Does Thomson know that I have homosexual friends? I took part in a documentary on CBC called “God Only Knows Same Sex Marriage” where I went to live with two gay men and then one of them came to live with my family. These friends understood that I disagreed with same sex marriage, but that I had no issues with extending all the benefits shared by heterosexual couples. Most of them agreed with me that marriage should be left to the churches to decide and that the government should stop trying to legislate morality.
Oh dear - the old "but I have gay friends" argument. The intellectual dishonesty of that statement is highlighted in the Minutes of Settlement from the Canadian Human Rights Commission posted on the Concerned Christians Canada website - in regards to statements and postings made by Chandler and his cohorts about the Boissoin complaint. The appendixes also show the kinds of statements made by Chandler in an effort to get Rob Wells to drop his complaints. I might also point out that a Broadcast Standards Council ruling went against him on this matter, as well as the longer range Canadian Human Rights Commission negotiation. (Note - Chandler resigned as head of Concerned Christians Canada this spring - ostensibly to free up time to run for public office.)
If Craig has gay friends, and I take him at his word that he does, he treats them in his public utterances in a manner that I can only call condescending and crass.
- Oh yes - We shouldn't lose sight of the fact that there is a legal construct around marriage - not merely a moral or religious construct ... which has been the core point of the debate since day one.
Mr.
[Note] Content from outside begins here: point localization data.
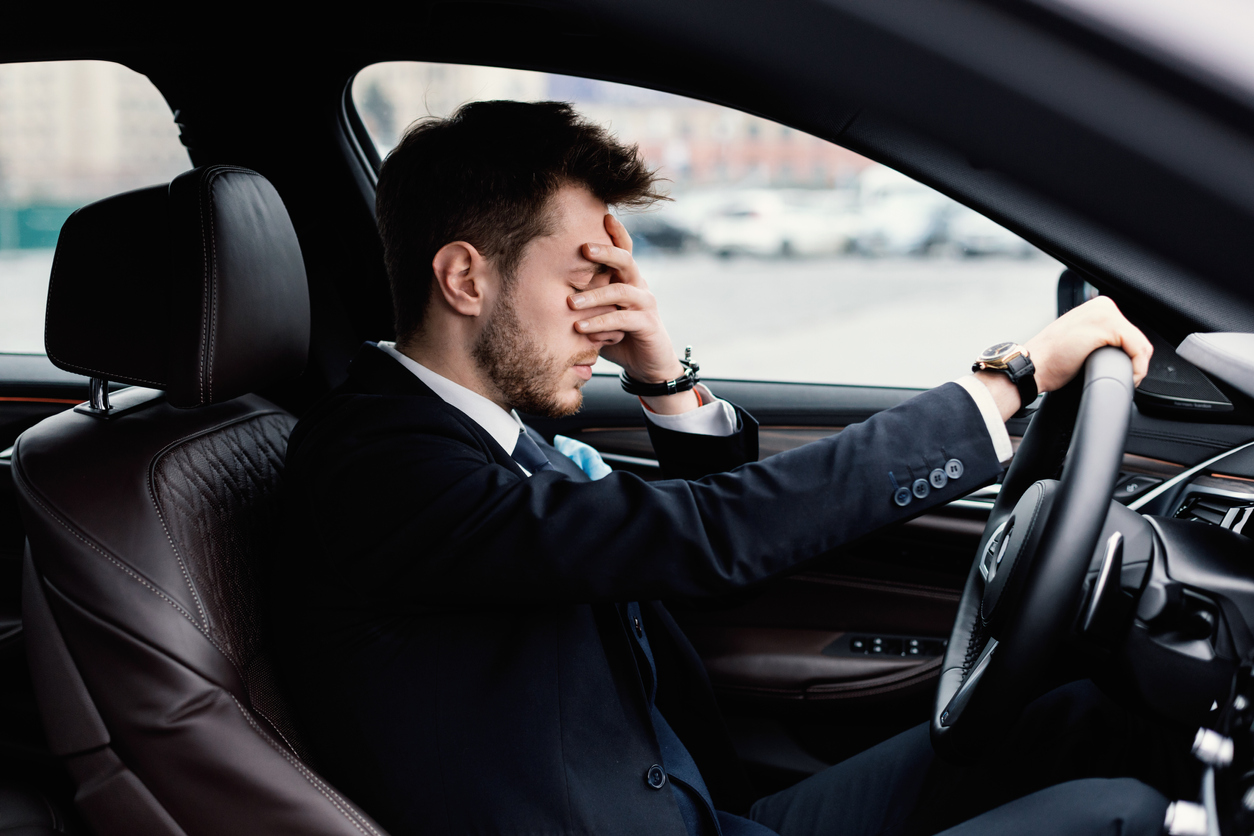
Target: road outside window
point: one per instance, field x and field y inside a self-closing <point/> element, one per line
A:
<point x="781" y="256"/>
<point x="70" y="133"/>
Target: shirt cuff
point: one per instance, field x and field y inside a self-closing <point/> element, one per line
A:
<point x="992" y="416"/>
<point x="712" y="417"/>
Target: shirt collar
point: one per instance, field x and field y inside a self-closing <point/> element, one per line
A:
<point x="500" y="425"/>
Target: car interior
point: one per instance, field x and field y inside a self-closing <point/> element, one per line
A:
<point x="191" y="322"/>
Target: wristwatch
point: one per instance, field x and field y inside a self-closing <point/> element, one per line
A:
<point x="681" y="384"/>
<point x="1016" y="362"/>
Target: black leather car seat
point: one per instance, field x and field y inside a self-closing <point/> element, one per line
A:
<point x="148" y="518"/>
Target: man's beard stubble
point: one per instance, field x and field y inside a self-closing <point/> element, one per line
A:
<point x="523" y="374"/>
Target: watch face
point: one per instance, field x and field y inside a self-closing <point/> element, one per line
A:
<point x="998" y="351"/>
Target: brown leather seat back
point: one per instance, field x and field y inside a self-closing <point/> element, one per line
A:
<point x="148" y="525"/>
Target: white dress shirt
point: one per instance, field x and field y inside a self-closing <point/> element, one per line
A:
<point x="712" y="417"/>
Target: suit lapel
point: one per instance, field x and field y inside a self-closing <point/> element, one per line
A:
<point x="373" y="371"/>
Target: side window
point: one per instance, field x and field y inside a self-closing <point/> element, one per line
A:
<point x="70" y="133"/>
<point x="780" y="256"/>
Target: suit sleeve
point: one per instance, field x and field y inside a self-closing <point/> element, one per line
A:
<point x="424" y="520"/>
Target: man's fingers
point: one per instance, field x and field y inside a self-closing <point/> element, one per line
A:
<point x="617" y="258"/>
<point x="1139" y="349"/>
<point x="615" y="293"/>
<point x="625" y="321"/>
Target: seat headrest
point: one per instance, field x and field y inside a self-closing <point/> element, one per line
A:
<point x="196" y="287"/>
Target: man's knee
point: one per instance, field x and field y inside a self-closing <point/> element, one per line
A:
<point x="1122" y="806"/>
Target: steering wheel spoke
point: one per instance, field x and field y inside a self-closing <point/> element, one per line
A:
<point x="1022" y="593"/>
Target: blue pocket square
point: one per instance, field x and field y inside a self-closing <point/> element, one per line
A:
<point x="587" y="458"/>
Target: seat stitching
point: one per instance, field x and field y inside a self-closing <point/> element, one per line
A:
<point x="134" y="575"/>
<point x="322" y="787"/>
<point x="178" y="555"/>
<point x="205" y="293"/>
<point x="213" y="288"/>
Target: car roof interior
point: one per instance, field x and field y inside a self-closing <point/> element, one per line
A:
<point x="1080" y="148"/>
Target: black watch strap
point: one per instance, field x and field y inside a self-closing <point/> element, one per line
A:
<point x="1022" y="372"/>
<point x="684" y="382"/>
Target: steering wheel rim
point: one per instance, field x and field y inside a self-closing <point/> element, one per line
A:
<point x="1035" y="552"/>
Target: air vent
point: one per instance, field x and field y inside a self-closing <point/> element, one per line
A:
<point x="1225" y="512"/>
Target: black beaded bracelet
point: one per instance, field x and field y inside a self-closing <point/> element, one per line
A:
<point x="681" y="384"/>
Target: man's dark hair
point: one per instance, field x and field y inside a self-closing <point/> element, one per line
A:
<point x="485" y="176"/>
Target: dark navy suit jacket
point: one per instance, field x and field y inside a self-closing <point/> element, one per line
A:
<point x="447" y="627"/>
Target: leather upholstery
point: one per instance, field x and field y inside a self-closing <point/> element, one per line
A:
<point x="182" y="287"/>
<point x="147" y="530"/>
<point x="25" y="812"/>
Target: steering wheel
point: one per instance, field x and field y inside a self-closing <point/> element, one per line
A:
<point x="1022" y="594"/>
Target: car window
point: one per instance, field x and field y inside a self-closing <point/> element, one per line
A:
<point x="781" y="256"/>
<point x="70" y="133"/>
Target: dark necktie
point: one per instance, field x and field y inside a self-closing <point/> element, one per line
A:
<point x="529" y="455"/>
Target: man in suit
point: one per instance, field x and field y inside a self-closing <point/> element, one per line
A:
<point x="469" y="623"/>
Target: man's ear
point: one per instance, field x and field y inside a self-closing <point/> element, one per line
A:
<point x="462" y="277"/>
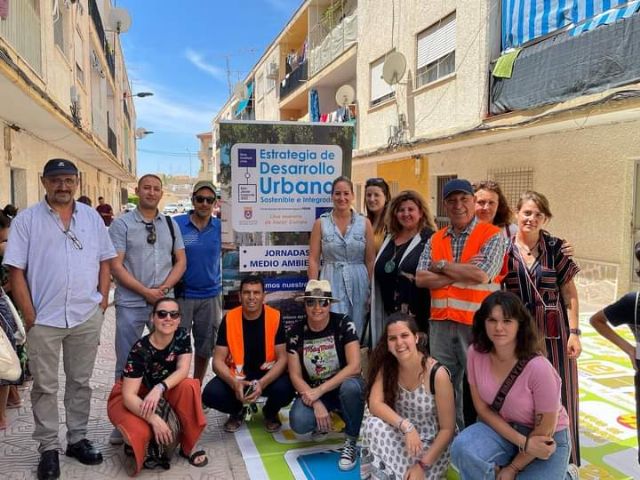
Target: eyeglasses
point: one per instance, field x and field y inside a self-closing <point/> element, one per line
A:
<point x="72" y="236"/>
<point x="151" y="228"/>
<point x="375" y="181"/>
<point x="202" y="199"/>
<point x="312" y="302"/>
<point x="174" y="314"/>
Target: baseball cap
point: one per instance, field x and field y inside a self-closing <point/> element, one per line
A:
<point x="457" y="185"/>
<point x="59" y="166"/>
<point x="204" y="184"/>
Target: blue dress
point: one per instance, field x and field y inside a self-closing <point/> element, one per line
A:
<point x="343" y="264"/>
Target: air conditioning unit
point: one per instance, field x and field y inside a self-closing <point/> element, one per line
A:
<point x="273" y="70"/>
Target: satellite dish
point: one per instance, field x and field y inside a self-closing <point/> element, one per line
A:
<point x="394" y="67"/>
<point x="240" y="91"/>
<point x="142" y="132"/>
<point x="345" y="95"/>
<point x="119" y="20"/>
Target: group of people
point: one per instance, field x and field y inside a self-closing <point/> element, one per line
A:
<point x="473" y="330"/>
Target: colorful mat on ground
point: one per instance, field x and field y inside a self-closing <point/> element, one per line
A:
<point x="607" y="420"/>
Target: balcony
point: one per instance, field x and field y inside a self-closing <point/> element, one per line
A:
<point x="294" y="80"/>
<point x="112" y="141"/>
<point x="21" y="29"/>
<point x="332" y="36"/>
<point x="94" y="13"/>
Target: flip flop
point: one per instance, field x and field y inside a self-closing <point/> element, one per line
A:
<point x="192" y="458"/>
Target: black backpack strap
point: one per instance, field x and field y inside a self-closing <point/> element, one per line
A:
<point x="173" y="237"/>
<point x="432" y="377"/>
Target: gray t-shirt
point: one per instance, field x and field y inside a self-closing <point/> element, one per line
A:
<point x="149" y="263"/>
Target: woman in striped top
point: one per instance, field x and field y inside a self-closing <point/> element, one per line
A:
<point x="541" y="274"/>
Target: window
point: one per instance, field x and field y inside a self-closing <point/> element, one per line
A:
<point x="79" y="49"/>
<point x="513" y="182"/>
<point x="60" y="14"/>
<point x="380" y="90"/>
<point x="436" y="51"/>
Thomson’s attack then shifted to my thoughts relating to our conservative culture. I made clear in my comments that I was not referring to a particular party. Here is an excerpt from the article in question: “To those of you who have come to our great land from out of province, you need to remember that you came here to our home and we vote conservative (meaning Social Credit, Alberta Alliance, Wildrose or the Alberta Progressive Conservative Party)”
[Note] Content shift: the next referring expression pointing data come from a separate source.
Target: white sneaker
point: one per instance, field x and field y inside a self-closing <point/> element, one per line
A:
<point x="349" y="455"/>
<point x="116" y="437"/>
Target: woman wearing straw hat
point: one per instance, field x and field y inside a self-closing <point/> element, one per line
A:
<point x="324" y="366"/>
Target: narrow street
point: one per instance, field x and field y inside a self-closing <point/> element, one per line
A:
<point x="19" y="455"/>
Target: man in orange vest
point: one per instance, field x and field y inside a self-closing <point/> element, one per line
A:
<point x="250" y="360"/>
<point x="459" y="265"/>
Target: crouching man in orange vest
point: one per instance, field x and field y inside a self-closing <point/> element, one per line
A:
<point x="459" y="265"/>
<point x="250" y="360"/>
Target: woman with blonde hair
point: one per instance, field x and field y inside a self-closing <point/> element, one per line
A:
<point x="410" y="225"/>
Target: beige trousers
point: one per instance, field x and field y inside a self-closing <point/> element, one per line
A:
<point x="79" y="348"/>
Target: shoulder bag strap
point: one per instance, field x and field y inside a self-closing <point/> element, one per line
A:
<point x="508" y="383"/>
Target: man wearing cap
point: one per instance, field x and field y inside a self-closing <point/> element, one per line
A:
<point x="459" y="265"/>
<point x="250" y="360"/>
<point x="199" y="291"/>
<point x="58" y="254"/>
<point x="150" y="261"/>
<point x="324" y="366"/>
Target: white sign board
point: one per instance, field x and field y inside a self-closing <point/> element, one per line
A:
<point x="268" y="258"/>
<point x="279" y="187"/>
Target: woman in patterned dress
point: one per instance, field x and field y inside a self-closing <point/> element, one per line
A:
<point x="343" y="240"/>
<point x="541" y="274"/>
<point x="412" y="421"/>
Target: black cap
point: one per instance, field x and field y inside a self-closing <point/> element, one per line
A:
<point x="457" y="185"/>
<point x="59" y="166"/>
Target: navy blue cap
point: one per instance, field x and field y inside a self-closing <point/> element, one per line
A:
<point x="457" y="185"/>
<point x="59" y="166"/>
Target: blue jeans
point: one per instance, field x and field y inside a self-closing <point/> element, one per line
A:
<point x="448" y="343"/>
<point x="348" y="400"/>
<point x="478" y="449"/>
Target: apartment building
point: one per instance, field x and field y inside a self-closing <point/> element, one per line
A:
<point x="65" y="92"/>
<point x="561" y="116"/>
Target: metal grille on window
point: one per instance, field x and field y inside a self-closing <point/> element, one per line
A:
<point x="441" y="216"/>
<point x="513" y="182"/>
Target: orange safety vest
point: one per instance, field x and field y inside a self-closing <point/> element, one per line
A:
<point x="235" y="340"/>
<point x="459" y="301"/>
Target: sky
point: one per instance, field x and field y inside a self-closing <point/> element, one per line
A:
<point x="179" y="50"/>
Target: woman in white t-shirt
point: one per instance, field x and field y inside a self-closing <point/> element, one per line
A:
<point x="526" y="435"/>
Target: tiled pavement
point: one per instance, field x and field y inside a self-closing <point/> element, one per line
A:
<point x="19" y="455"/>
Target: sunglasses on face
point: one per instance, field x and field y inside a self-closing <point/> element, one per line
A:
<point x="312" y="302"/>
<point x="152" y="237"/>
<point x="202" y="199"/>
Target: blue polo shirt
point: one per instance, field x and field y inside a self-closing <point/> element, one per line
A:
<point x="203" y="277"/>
The small 'c' conservative culture of Alberta embraces less government, lower taxes and not spending more then you take in. We are debt free and need to remain that way.
Again, Chandler misses the mark badly. He seems to think that Alberta is a monolith of belief and that this is a good thing. He's wrong. While a lot of people might have voted for Ralph Klein personally, that doesn't make them ideological conservatives. Second, even if a lot of Alberta is ideologically conservative, that does not invalidate the beliefs of those who do not vote conservative.
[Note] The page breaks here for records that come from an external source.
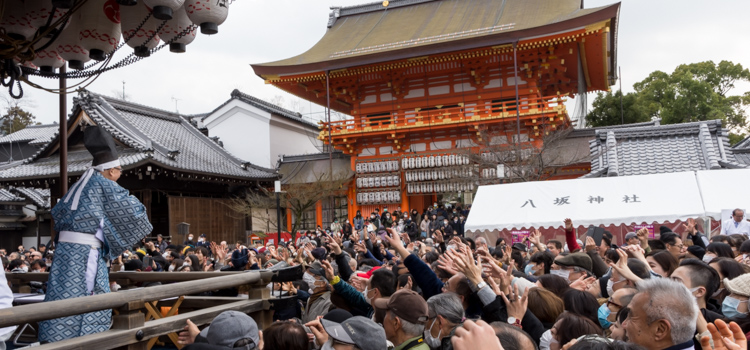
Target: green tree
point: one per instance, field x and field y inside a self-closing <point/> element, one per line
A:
<point x="693" y="92"/>
<point x="16" y="118"/>
<point x="606" y="110"/>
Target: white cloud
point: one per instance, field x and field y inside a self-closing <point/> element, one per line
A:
<point x="653" y="35"/>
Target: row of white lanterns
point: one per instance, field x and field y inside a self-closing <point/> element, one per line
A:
<point x="376" y="167"/>
<point x="379" y="197"/>
<point x="379" y="181"/>
<point x="437" y="187"/>
<point x="437" y="174"/>
<point x="94" y="31"/>
<point x="434" y="161"/>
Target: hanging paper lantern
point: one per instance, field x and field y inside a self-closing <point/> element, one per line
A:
<point x="132" y="17"/>
<point x="174" y="27"/>
<point x="100" y="27"/>
<point x="69" y="44"/>
<point x="165" y="9"/>
<point x="209" y="14"/>
<point x="15" y="21"/>
<point x="48" y="60"/>
<point x="38" y="11"/>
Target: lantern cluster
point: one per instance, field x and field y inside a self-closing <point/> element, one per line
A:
<point x="95" y="30"/>
<point x="434" y="161"/>
<point x="381" y="197"/>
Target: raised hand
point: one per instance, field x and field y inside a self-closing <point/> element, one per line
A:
<point x="622" y="267"/>
<point x="724" y="336"/>
<point x="328" y="269"/>
<point x="590" y="244"/>
<point x="515" y="304"/>
<point x="568" y="224"/>
<point x="446" y="264"/>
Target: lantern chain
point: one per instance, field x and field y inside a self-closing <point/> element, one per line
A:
<point x="130" y="59"/>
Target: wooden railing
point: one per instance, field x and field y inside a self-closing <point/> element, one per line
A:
<point x="528" y="107"/>
<point x="137" y="324"/>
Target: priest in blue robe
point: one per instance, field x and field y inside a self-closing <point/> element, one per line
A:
<point x="96" y="221"/>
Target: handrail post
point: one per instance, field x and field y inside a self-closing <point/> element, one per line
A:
<point x="131" y="316"/>
<point x="258" y="290"/>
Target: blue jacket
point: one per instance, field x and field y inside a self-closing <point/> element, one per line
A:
<point x="355" y="299"/>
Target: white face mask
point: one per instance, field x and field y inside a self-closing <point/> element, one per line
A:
<point x="328" y="344"/>
<point x="562" y="273"/>
<point x="432" y="342"/>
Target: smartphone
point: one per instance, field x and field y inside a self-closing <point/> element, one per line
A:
<point x="597" y="233"/>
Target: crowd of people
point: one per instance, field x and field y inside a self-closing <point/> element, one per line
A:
<point x="386" y="282"/>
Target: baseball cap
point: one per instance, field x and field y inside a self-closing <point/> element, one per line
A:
<point x="357" y="330"/>
<point x="230" y="327"/>
<point x="405" y="304"/>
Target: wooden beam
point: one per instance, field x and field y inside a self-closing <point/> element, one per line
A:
<point x="118" y="338"/>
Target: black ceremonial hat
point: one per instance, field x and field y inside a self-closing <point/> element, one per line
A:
<point x="100" y="144"/>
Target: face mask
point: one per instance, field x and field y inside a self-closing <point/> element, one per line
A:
<point x="369" y="300"/>
<point x="603" y="313"/>
<point x="562" y="273"/>
<point x="432" y="342"/>
<point x="729" y="307"/>
<point x="328" y="345"/>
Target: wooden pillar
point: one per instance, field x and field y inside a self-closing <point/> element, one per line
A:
<point x="289" y="220"/>
<point x="319" y="214"/>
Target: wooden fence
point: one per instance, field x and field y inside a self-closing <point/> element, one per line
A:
<point x="137" y="321"/>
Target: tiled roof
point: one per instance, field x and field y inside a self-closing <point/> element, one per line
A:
<point x="150" y="136"/>
<point x="6" y="196"/>
<point x="39" y="196"/>
<point x="262" y="105"/>
<point x="640" y="150"/>
<point x="34" y="134"/>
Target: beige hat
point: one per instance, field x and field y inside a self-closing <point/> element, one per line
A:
<point x="739" y="285"/>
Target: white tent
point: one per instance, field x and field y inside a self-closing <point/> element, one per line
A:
<point x="589" y="201"/>
<point x="724" y="189"/>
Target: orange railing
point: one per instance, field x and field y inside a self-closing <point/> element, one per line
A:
<point x="529" y="108"/>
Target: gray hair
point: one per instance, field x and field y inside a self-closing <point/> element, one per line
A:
<point x="410" y="329"/>
<point x="672" y="301"/>
<point x="447" y="305"/>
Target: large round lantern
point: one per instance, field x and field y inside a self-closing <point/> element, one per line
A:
<point x="100" y="27"/>
<point x="132" y="17"/>
<point x="209" y="14"/>
<point x="16" y="22"/>
<point x="165" y="9"/>
<point x="69" y="44"/>
<point x="48" y="60"/>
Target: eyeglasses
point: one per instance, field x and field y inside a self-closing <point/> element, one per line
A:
<point x="610" y="303"/>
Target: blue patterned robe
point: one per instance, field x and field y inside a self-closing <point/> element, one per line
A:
<point x="122" y="218"/>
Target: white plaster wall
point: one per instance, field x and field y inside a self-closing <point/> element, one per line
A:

As for not referring to a specific party, I will point to the following comment in his original tirade:
...even understand the history of this province or the relationship with the Alberta Progressive Conservative Party.
That's a pretty specific party to me - but frankly, even the claim that it's not a "specific party" is a pretty limp attempt at deflection from what Chandler actually said - and clearly meant to say ... even though we ostensibly live in a democracy which should value a variety of ideas and discourse.
Lastly, Thomson insulted again with the comment “you have to wonder if they want to be on the same level as the likes of Craig Chandler”. The reality is that I have now signed up more members to the Alberta PC Party in Calgary Egmont then the Liberals had votes in the last election in this area.
Thomson's clearly not impressed with Chandler's antics, and it was an editorial - fair enough. As for the number of "convenience conservatives" he's recruited, I think Chandler is being a trifle optimistic about what kind of votes he'll garner next election - as the Calgary Elbow byelection experience should have long since told him. (Whether Calgary Egmont voters will vote for Chandler remains to be seen, even if he wins the nomination contest)
Telling people to leave Alberta because they don't happen to vote the way he wants them to remains, as Thomson put it, "undemocratic, mean-spirited and head-shakingly stupid." - screaming outrage when you are called on it in the public media merely reinforces the notion that conservatives like Chandler are astoundingly thin-skinned.